Lu Chen, Wang Yang, Ragulskis Minvydas, Cheng Yujie
School of Reliability and Systems Engineering, Beihang University, Xueyuan Road No.37, Haidian District, Beijing, China.
Science & Technology on Reliability and Environmental Engineering Laboratory, Xueyuan Road No.37, Haidian District, Beijing, China.
PLoS One. 2016 Oct 6;11(10):e0164111. doi: 10.1371/journal.pone.0164111. eCollection 2016.
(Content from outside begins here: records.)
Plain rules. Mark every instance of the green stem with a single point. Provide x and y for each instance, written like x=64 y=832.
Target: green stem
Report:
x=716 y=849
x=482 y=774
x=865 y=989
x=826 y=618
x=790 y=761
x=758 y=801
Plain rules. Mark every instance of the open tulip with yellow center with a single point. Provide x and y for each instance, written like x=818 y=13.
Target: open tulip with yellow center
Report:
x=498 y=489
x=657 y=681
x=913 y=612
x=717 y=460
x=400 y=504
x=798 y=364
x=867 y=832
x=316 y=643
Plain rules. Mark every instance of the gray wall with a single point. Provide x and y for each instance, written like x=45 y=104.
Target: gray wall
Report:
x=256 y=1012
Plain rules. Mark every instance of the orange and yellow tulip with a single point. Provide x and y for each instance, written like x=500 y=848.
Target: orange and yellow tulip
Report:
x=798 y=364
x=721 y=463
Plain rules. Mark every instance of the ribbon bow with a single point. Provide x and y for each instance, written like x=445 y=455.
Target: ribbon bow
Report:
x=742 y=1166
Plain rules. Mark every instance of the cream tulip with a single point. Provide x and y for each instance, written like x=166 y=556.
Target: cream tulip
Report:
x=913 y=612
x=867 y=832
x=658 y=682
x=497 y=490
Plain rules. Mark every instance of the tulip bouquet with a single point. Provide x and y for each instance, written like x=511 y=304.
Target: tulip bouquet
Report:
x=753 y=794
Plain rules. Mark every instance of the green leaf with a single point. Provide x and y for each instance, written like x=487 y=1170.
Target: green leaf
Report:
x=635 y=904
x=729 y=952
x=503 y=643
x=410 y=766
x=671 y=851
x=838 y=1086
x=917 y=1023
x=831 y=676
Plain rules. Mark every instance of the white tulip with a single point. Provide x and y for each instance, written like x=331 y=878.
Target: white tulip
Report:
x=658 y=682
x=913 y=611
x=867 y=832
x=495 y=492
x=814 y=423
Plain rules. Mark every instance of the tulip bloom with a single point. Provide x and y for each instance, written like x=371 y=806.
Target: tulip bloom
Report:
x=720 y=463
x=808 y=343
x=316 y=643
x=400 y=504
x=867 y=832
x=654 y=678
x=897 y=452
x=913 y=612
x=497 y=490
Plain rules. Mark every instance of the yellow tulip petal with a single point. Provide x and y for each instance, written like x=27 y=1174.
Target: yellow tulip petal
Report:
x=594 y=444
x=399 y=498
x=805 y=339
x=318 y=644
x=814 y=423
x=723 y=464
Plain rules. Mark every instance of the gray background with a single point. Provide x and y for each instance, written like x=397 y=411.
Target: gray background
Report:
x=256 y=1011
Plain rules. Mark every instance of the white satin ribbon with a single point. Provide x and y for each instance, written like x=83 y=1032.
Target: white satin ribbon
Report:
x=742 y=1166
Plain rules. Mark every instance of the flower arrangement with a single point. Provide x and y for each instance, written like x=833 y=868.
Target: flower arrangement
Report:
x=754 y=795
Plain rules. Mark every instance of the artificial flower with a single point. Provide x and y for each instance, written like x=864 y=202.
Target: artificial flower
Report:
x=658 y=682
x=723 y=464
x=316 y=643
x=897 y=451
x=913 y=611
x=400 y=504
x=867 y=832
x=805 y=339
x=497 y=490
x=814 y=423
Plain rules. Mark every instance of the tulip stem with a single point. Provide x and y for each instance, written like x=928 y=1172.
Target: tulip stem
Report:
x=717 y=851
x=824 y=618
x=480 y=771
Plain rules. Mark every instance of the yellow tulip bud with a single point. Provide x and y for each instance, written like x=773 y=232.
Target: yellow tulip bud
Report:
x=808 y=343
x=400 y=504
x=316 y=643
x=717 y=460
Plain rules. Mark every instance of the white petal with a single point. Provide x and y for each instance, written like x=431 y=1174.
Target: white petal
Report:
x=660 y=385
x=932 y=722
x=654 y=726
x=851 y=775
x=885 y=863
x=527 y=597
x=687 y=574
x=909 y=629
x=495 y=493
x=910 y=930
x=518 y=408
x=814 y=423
Rotating machinery is one of the most typical types of mechanical equipment and plays a significant role in industrial applications. Condition monitoring and fault diagnosis of rotating machinery has gained wide attention for its significance in preventing catastrophic accident and guaranteeing sufficient maintenance. With the development of science and technology, fault diagnosis methods based on multi-disciplines are becoming the focus in the field of fault diagnosis of rotating machinery. This paper presents a multi-discipline method based on image-processing for fault diagnosis of rotating machinery. Different from traditional analysis method in one-dimensional space, this study employs computing method in the field of image processing to realize automatic feature extraction and fault diagnosis in a two-dimensional space. The proposed method mainly includes the following steps. First, the vibration signal is transformed into a bi-spectrum contour map utilizing bi-spectrum technology, which provides a basis for the following image-based feature extraction. Then, an emerging approach in the field of image processing for feature extraction, speeded-up robust features, is employed to automatically exact fault features from the transformed bi-spectrum contour map and finally form a high-dimensional feature vector. To reduce the dimensionality of the feature vector, thus highlighting main fault features and reducing subsequent computing resources, t-Distributed Stochastic Neighbor Embedding is adopt to reduce the dimensionality of the feature vector. At last, probabilistic neural network is introduced for fault identification. Two typical rotating machinery, axial piston hydraulic pump and self-priming centrifugal pumps, are selected to demonstrate the effectiveness of the proposed method. Results show that the proposed method based on image-processing achieves a high accuracy, thus providing a highly effective means to fault diagnosis for rotating machinery.
旋转机械是最典型的机械设备类型之一,在工业应用中发挥着重要作用。旋转机械的状态监测与故障诊断因其在预防灾难性事故和保证充分维护方面的重要性而受到广泛关注。随着科学技术的发展,基于多学科的故障诊断方法正成为旋转机械故障诊断领域的研究热点。本文提出了一种基于图像处理的旋转机械故障诊断多学科方法。与传统的一维空间分析方法不同,本研究采用图像处理领域的计算方法,在二维空间中实现自动特征提取和故障诊断。所提出的方法主要包括以下步骤。首先,利用双谱技术将振动信号转换为双谱等高线图,为后续基于图像的特征提取提供依据。然后,采用图像处理领域中一种新兴的特征提取方法——加速鲁棒特征,从转换后的双谱等高线图中自动提取故障特征,最终形成高维特征向量。为了降低特征向量的维度,突出主要故障特征并减少后续计算资源,采用t分布随机邻域嵌入来降低特征向量的维度。最后,引入概率神经网络进行故障识别。选择两种典型的旋转机械——轴向柱塞液压泵和自吸离心泵,来验证所提方法的有效性。结果表明,所提出的基于图像处理的方法具有较高的准确率,从而为旋转机械故障诊断提供了一种高效的手段。